Que Jair Bolsonaro não respeita as mulheres todos sabemos – a grosseria feita com a colega parlamentar Maria do Rosário foi um dos muitos exemplos; que ele é racista, também – o modo preconceituoso como se referiu recentemente a uma comunidade quilombola mostrou; que é intolerante com a população LGBT, idem – a insistência em propagar uma mentira, o tal “kit gay”, prova isso; e que é um defensor do uso da força contra opositores e marginalizados, nem precisamos lembrar – a pregação em favor do uso da violência e os gestos exibidos em público falam por si mesmos.

Tudo isso teria sido suficiente para que Bolsonaro tivesse sido descartado já no primeiro turno. Conforme sabemos, não foi. Já era hora, então, de termos clareza do que pode acontecer conosco – o que inclui o futuro de direitos trabalhistas como o 13º, e sociais, como a aposentadoria – caso ele vença.

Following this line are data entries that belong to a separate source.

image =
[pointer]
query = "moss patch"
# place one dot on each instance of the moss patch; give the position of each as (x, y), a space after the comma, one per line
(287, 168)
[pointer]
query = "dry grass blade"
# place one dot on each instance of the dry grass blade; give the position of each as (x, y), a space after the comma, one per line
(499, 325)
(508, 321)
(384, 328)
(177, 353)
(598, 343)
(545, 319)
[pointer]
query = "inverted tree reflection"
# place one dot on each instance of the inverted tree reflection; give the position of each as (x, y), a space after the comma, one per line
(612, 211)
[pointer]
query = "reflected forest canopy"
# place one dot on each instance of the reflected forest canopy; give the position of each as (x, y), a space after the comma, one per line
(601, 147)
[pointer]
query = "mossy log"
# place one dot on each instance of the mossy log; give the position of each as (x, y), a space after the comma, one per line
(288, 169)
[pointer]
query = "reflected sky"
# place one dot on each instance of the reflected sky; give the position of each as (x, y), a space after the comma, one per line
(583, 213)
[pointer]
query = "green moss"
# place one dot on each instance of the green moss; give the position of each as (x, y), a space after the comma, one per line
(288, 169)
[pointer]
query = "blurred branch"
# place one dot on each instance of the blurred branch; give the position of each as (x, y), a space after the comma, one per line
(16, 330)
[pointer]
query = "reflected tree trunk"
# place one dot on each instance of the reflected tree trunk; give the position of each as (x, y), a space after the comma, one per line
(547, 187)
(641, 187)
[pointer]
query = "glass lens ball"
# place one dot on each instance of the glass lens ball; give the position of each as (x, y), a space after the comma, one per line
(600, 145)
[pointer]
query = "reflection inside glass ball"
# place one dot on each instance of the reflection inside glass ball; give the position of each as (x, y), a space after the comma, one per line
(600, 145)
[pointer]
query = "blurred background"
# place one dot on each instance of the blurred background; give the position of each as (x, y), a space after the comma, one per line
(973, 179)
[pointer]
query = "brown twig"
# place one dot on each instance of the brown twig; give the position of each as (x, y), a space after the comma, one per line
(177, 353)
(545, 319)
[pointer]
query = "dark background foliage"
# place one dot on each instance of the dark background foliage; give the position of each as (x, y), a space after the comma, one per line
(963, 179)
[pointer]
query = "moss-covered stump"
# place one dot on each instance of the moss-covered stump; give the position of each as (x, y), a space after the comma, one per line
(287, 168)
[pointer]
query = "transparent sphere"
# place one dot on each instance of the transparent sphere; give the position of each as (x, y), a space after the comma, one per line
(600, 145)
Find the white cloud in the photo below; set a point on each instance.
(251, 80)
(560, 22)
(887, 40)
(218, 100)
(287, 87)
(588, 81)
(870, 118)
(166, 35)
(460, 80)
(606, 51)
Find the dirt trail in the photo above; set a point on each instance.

Ao contrário disso, volta e meia Bolsonaro tem desmentido afirmações de aliados como o vice Mourão e o economista Paulo Guedes, a quem ele confia todas as respostas que, por si mesmo, não consegue ter. A cada surto de sinceridade desses parceiros, Bolsonaro corre para a internet para desautorizá-los. Quem fala a verdade?

Para piorar, tem se recusado a participar de debates e a explicar o que permanece oculto para o eleitorado. Outros exemplos: qual será o índice de reajuste do salário mínimo? Como o futuro governo pretende retomar o emprego? Que destino será dado à Petrobras e à Embraer? Ninguém sabe. Só se sabe das mentiras que circulam sem parar no WhatsApp. 

Bolsonaro quer que o Brasil dê a ele um cheque em branco para governar. Seus eleitores precisam se conscientizar disso enquanto é tempo. O que está ruim pode piorar muito. Para o povo, é claro.